Выбрать главу

Он в упор смотрел на Попугая, и Попугай, который все это время думал, что он боится, волнуется и все такое, – вот только сейчас он испугался по-настоящему, до усеру. Он попятился, развернулся, потом зачем-то встал как вкопанный, замер, словно приглашая Клина пнуть его под зад.

Нет, ноги уже сами несли его через кусты, где за выщербленным бортиком на краю парковки находилось его, Попугая, рабочее место. Он никогда еще не казался самому себе таким нескладным, нелепым, никудышным. Произошла ошибка, что его взяли в эту бригаду, ведь он не урка, не боец, у него другое призвание, он создан для вскрытия паркета и демонтажа сантехники, для мирной и пыльной работы. Попугай даже приостановился было, раздумывая, а не сообщить ли об этом Клину прямо сейчас, но его длинные жерди-ноги, которые, похоже, остались единственным органом его тела, способным принимать осмысленные решения, несли его дальше…

Асфальт перед кафе был освещен желтым светом, словно пролили густой гоголь-моголь, а здесь, на парковке, в одиночестве умирал тусклый мерцающий фонарь. Со стороны улицы доносился гул автомобилей и голосов.

На несколько мгновений к этому шуму добавился другой шум, музыкальный, размеренный, с высоким взвизгом гитар и ритмичным завыванием женских голосов. Это из кафе: дверь открылась…

И закрылась.

Сейчас он появится.

Попугай громко сглотнул, прикрыл глаза. Внутренне завибрировал от глупого, глупого и дикого желания перенестись в тот чудный, жаркий июльский денек, когда все пошло наперекосяк и когда еще можно было что-то изменить.

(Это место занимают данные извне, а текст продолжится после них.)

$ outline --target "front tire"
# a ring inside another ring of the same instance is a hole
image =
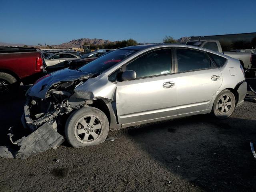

Потом открыл глаза. Его глуповатое лицо окаменело. Из-за угла кафе вырулила чья-то фигура, не спеша направилась к парковке. К Попугаю.

Клиент.

Ладно, все. Паркет, сантехника, Суржики, Пивняки, мечты… гребись все колом. Ему надо налаживать свою жизнь здесь и сейчас.

Попугай вышел на дорожку, побрел в глубь двора, прислушиваясь к шагам за спиной. Клиент пересек парковку, перескочил широкую лужу под тополями и тоже ступил на дорожку. Попугай прибавил шагу. Он больше не боялся и даже успел взвинтить себя до какой-то неуверенной, дергающейся степени озлобления.

Схема такая: он впереди клиента, Клин с Барбосом сзади в нескольких метрах. Он разворачивается и отвлекает внимание на себя, в это время Клин и Барбос подбегают, бьют в кумпол и укладывают клиента на асфальт. Затем оттаскивают в сторону и занимаются разделкой туши. Вроде просто. И не сложно. Вроде…

Но Попугай переборщил. Вместо того, чтобы просто обернуться и спросить огня, он зачем-то навесил клиенту в челюсть. Хотел навесить. Наверное, это была истерика. Почему навес не получился, он так и не понял. Клиент куда-то пропал, а Попугай полетел на асфальт, едва не сбив летящего навстречу Барбоса.

Когда он поднялся на ноги, Клин с Барбосом уже молотили клиента ногами, а потом потащили в кусты. Все происходило очень быстро, слишком быстро, Попугай за ними не поспевал. Клин и Барбос тяжело дышали и рвали клиента, пытаясь освободить его карманы. На траву полетели ключи, денежные купюры…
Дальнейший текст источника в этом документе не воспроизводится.